Russian scientists aim to train artificial intelligence to detect fraud involving counterfeit documents; to achieve this, they compiled a dataset comprising 8,000 images of fake identification papers from Russia, the CIS, and other nations, as reported to RIA Novosti by Smart Engines.
“Researchers at the Russian AI firm Smart Engines have unveiled the nation’s inaugural large-scale dataset of fraudulent documents, named MIDV-DM. This collection incorporates 8,000 images featuring identity documents from the Russian Federation, CIS countries, and other parts of the world. The samples included in this set were generated using the most prevalent forgery techniques employed by fraudsters. This dataset will empower developers globally to train, validate, and enhance their AI-powered anti-fraud systems,” the company stated.
The foundation of this dataset consists of examples drawn from the internal Russian passport, plus national passports and ID cards originating from Azerbaijan, Latvia, Estonia, Finland, and several other states. Furthermore, the developers incorporated various document manipulations, such as superimposing text fields or photographs sourced from a “donor” document, obscuring specific document sections, fusing disparate fragments into a single image, and inserting unauthorized elements like emblems, holograms, and so forth.
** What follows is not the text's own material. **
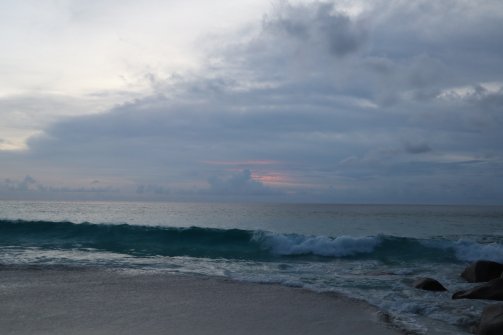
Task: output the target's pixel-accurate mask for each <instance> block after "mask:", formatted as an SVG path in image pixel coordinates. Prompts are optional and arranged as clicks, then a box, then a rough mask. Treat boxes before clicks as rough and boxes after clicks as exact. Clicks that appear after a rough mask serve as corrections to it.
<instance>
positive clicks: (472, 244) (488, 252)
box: [454, 240, 503, 262]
This compilation of data, the company noted, is set to boost the accuracy of anti-fraud solutions, a critical development given the recent surge in fraudulent activities utilizing falsified documents. According to data from the annual study conducted by Smart Engines specialists and the legal firm Intellect, the volume of criminal cases related to falsification, manufacturing, and circulation of forged documents (under Article 327 of the Russian Criminal Code) escalated by 34%, reaching 3.9 thousand cases in 2024.
“The dataset includes forgeries involving alterations to signatures, holder photographs, and individual document fields—representing the full spectrum of typical attacks currently encountered in practice by banks, microfinance organizations, and government agencies. This will enable AI systems to learn to identify not only substituted personal data but also complex structural inconsistencies within documents with greater precision,” commented Vladimir Arlazarov, CEO of Smart Engines and Doctor of Technical Sciences.
Moving forward, the company intends to further develop its proprietary anti-fraud system, “Sherlock 2o,” which is engineered to simultaneously process document images across optical, ultraviolet, and infrared spectrums, alongside textual fields, data from NFC chips, barcodes, metadata, and digital signatures.